Bob Burns, the founding president of NorthWest Arkansas Community College when it opened in 1990 in Bentonville, has died. He was 82. According to his obituary, Burns was living in Sherwood (Pulaski County) and died Monday (Sept. 12). The obituary gave no cause of death.
Graveside services are scheduled for Friday (Sept. 16) at 11 a.m. in Tilton (Cross County).
Click here for the full obituary.
“We are saddened to hear of the recent passing of Bobby Coy Burns, who was the founding president of NWACC,” the college said in an announcement to faculty and staff Wednesday. “His hard work provided a strong foundation for the college’s growth and continued service to the Northwest Arkansas community. Our sincerest condolences to his family and friends.”
On Aug. 15, 1989, when voters in the Bentonville and Rogers school districts approved a 3-mill ad valorem tax, NWACC was created.

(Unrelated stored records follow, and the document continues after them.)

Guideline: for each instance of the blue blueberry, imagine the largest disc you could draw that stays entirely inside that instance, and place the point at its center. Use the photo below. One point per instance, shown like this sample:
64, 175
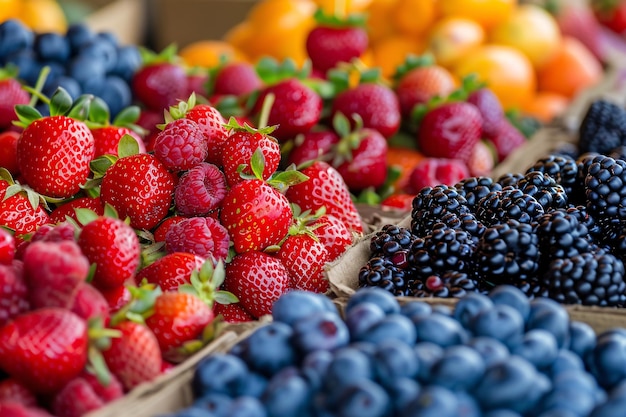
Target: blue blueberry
384, 299
539, 347
219, 373
502, 322
511, 296
294, 305
363, 398
268, 349
459, 368
490, 349
439, 329
320, 330
392, 327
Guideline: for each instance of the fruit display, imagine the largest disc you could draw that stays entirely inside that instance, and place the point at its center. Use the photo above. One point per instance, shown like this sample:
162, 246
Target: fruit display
495, 354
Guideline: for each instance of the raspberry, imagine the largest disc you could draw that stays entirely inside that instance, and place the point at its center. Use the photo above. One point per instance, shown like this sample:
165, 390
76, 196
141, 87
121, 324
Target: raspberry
200, 190
202, 236
181, 145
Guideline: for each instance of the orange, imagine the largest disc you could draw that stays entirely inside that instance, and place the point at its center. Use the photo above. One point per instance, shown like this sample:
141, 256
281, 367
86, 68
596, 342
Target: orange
506, 70
414, 17
572, 69
390, 52
532, 30
451, 38
545, 106
209, 53
486, 12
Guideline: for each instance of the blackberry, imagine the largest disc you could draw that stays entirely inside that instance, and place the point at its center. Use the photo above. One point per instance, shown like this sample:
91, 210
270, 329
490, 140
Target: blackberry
603, 127
499, 206
508, 253
475, 188
592, 278
562, 168
544, 189
432, 203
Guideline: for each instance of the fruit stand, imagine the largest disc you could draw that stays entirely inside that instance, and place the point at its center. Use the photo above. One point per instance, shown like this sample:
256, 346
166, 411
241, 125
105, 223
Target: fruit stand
312, 208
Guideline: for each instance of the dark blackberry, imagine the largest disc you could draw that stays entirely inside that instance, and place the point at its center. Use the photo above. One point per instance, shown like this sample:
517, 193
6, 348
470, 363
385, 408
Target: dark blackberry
560, 167
508, 253
592, 278
544, 189
432, 203
603, 127
475, 188
499, 206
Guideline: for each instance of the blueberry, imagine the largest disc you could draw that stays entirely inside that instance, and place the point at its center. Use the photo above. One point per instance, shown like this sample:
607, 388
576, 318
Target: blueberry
362, 317
459, 368
393, 360
384, 299
14, 36
511, 296
469, 306
549, 315
268, 349
220, 373
51, 46
505, 383
490, 349
439, 329
501, 322
287, 394
294, 305
363, 398
391, 327
320, 330
539, 347
433, 401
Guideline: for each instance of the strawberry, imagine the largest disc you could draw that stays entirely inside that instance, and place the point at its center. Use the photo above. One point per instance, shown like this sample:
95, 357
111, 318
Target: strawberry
178, 317
134, 357
296, 107
8, 151
44, 349
140, 187
334, 40
113, 246
375, 104
171, 271
54, 152
53, 272
257, 279
450, 130
326, 188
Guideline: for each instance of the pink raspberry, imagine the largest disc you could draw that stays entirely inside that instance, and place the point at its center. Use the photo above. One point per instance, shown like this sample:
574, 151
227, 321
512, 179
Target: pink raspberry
181, 145
201, 236
200, 190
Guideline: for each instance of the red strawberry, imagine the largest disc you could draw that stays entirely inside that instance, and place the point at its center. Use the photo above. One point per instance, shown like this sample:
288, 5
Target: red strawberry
8, 151
450, 130
376, 104
178, 317
326, 188
334, 40
296, 108
113, 246
53, 155
44, 349
171, 271
53, 272
134, 357
257, 280
140, 187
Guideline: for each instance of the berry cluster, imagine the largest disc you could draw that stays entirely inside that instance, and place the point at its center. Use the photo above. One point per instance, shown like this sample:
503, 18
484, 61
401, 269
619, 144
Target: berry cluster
493, 355
555, 230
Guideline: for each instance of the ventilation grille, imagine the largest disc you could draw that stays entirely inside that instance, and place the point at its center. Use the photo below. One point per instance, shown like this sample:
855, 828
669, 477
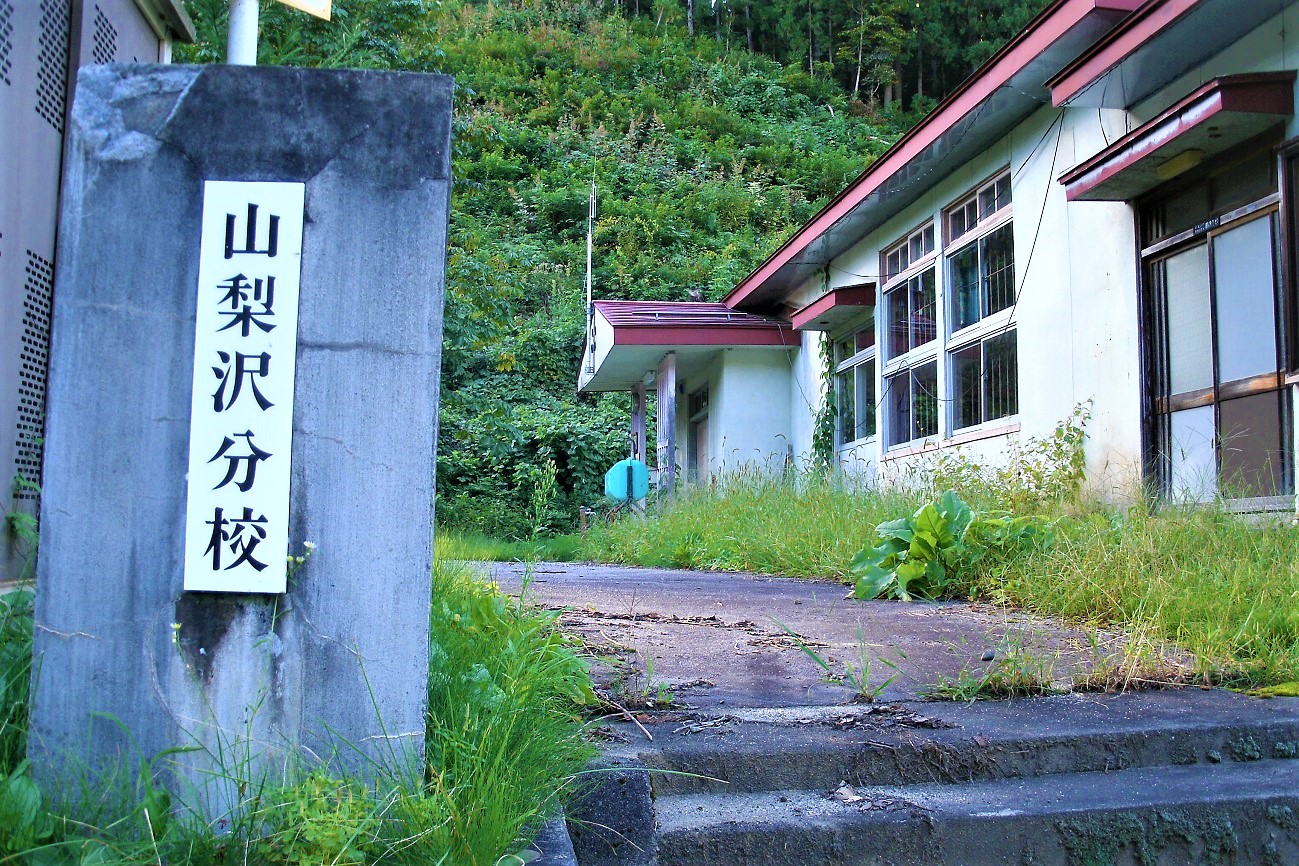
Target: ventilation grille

Burns was selected on Dec. 5, 1989, by the college’s board of trustees. His investiture ceremony was held in 1990 at the Bella Vista Community Church on Feb. 5, his 50th birthday. A special guest at the ceremony was then-Gov. Bill Clinton.

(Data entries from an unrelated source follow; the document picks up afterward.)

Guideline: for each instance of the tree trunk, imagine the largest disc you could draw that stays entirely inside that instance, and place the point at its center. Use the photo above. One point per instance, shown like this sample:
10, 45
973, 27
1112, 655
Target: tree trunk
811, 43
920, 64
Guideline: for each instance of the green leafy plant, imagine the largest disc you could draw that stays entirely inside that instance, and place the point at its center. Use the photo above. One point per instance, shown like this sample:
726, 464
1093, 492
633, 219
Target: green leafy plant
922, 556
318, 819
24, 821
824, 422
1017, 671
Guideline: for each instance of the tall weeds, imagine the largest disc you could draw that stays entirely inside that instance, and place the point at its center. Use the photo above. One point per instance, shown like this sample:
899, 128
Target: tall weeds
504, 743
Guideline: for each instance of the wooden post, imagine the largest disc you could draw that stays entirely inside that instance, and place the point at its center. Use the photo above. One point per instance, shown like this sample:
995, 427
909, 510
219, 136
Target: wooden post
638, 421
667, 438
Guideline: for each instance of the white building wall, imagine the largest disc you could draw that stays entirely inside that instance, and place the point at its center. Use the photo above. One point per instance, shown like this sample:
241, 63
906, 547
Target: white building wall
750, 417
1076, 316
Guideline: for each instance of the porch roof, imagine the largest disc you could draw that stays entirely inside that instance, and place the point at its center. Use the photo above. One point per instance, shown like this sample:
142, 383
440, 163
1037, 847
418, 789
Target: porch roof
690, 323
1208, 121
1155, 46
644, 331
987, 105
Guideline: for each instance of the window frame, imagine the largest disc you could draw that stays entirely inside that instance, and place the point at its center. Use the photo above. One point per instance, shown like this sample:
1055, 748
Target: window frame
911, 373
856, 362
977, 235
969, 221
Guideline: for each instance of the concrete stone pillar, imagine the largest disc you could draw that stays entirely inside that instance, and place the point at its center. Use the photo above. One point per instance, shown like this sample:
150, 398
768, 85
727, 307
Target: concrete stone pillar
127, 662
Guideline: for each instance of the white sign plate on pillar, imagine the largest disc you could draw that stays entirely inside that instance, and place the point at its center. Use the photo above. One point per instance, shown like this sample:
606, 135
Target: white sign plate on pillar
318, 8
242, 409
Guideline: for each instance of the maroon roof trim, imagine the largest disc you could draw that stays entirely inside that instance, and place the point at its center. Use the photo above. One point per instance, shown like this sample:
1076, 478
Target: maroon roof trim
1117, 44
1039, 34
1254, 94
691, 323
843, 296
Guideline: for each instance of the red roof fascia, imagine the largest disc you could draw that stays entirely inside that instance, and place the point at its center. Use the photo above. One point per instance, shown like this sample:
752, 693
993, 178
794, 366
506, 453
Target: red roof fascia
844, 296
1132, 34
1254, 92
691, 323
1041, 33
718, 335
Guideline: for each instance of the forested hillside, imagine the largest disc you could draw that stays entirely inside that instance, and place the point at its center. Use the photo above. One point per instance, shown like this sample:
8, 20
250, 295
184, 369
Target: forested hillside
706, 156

Before coming to Northwest Arkansas, Burns was retired. He had previously been president of East Arkansas Community College in Forrest City.

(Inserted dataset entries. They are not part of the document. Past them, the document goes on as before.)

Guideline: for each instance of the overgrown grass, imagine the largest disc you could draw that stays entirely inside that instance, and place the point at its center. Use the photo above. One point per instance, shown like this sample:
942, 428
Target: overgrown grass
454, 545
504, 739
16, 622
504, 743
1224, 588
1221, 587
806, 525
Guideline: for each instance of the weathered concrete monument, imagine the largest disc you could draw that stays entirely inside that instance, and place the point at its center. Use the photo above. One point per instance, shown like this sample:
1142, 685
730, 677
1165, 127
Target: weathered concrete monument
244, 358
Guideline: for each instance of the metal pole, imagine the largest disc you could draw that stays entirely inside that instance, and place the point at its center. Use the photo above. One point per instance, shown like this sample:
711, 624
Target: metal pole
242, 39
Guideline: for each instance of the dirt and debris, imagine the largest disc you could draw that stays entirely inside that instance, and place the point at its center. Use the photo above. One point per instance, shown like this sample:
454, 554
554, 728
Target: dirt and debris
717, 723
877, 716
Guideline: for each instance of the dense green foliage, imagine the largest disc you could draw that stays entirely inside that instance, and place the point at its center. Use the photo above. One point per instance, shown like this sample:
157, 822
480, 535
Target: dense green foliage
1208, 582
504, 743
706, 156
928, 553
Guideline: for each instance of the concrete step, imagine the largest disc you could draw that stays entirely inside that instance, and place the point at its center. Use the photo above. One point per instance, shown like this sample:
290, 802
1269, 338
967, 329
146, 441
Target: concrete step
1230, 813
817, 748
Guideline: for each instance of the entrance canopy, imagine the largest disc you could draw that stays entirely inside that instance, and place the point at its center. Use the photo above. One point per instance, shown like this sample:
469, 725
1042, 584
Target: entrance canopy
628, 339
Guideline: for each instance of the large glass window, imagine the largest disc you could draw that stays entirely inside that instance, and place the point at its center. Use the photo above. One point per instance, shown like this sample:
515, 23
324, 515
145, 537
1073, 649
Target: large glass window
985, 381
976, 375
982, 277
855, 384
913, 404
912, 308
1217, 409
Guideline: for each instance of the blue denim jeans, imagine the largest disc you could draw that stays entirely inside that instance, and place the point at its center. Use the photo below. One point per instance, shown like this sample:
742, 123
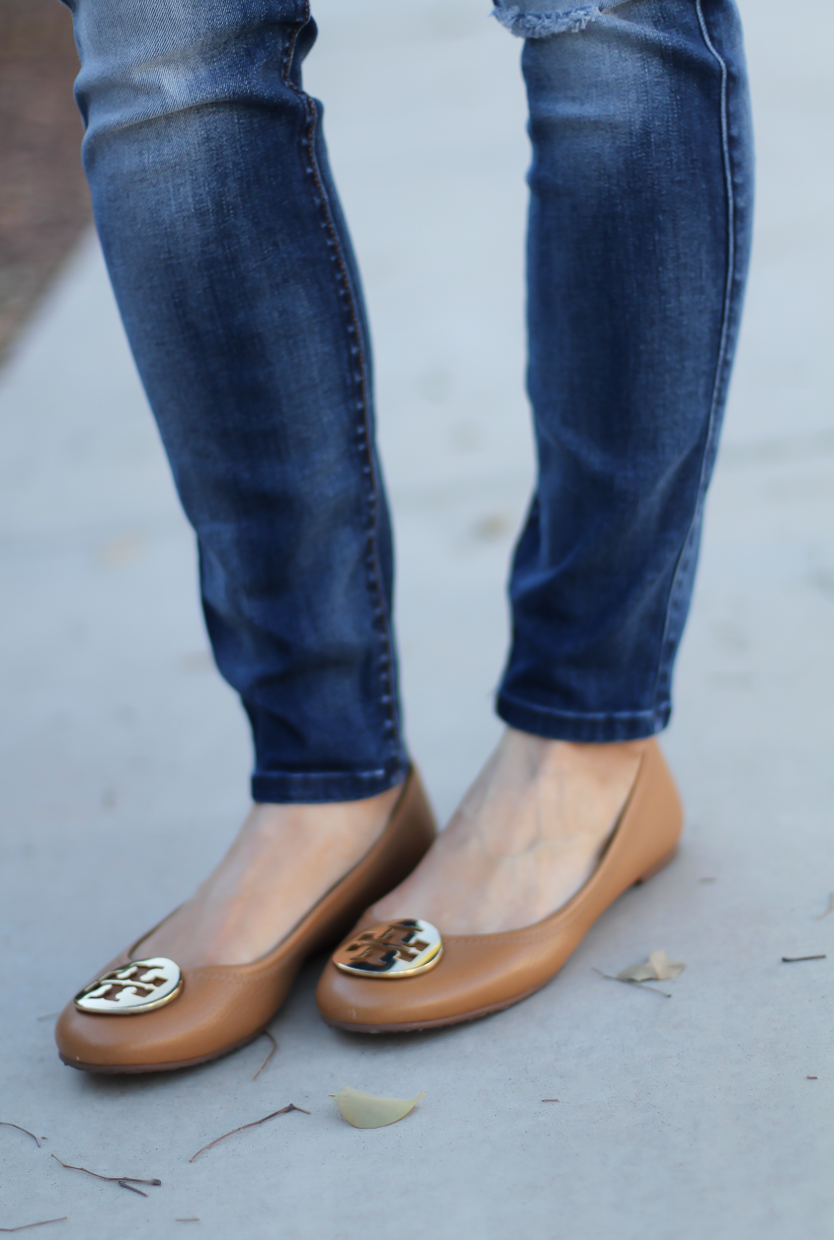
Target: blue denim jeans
239, 293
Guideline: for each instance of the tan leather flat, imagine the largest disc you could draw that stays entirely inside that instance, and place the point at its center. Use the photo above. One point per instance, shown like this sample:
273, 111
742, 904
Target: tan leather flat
146, 1016
394, 977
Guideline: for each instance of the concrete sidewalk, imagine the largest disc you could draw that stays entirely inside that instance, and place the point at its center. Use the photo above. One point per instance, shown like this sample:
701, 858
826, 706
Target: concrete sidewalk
120, 748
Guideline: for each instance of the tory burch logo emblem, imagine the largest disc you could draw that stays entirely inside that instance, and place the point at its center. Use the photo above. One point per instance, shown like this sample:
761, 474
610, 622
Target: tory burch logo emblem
138, 986
141, 980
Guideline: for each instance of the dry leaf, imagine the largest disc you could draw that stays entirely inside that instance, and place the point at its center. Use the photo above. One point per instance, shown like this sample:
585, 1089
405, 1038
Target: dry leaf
657, 969
368, 1111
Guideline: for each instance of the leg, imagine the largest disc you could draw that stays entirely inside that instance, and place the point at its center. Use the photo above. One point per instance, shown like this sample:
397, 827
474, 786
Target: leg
641, 191
236, 280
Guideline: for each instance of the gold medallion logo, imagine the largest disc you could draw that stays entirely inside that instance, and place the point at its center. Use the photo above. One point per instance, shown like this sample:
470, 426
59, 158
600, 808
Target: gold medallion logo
392, 949
139, 986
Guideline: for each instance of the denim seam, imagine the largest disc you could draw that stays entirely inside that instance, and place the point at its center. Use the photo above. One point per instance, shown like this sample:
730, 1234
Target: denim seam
602, 716
526, 24
683, 558
372, 562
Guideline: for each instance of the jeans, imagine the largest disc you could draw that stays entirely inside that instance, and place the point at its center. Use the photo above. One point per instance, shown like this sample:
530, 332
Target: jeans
236, 279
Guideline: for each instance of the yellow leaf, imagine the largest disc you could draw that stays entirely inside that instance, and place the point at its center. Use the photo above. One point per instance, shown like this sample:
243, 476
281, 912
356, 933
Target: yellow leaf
657, 969
368, 1111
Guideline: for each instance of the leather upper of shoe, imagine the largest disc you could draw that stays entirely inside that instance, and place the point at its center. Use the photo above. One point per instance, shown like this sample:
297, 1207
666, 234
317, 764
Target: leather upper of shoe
222, 1006
477, 974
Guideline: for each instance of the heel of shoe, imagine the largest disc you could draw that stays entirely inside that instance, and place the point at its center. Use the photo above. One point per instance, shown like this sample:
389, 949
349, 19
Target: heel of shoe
657, 867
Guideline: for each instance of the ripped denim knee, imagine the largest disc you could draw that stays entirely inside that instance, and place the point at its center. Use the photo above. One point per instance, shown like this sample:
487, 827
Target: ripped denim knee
540, 21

The two-year college opened its doors to roughly 1,200 students in August 1990. They attended classes at rented and borrowed facilities in Benton and Washington counties. According to the Encyclopedia of Arkansas, the college gained a permanent home in Bentonville in 1995 with the construction of its main building, initially known as the Central Education Facility. It was later named Burns Hall.
When Burns retired in 2002, enrollment had grown to approximately 4,100 students. The two-year college reported 7,839 students this fall, making it the largest two-year college in Arkansas.
“Dr. Burns was a tireless worker with a clear vision of what he wanted for this community. In most ways, he succeeded magnificently,” Jim Hall said. Hall was one of the original NWACC trustees who hired Burns. He retired in July 2021 after a long resume of service to the college.
Burns was a native Arkansan and earned three degrees from East Texas State University, including a Ph.D.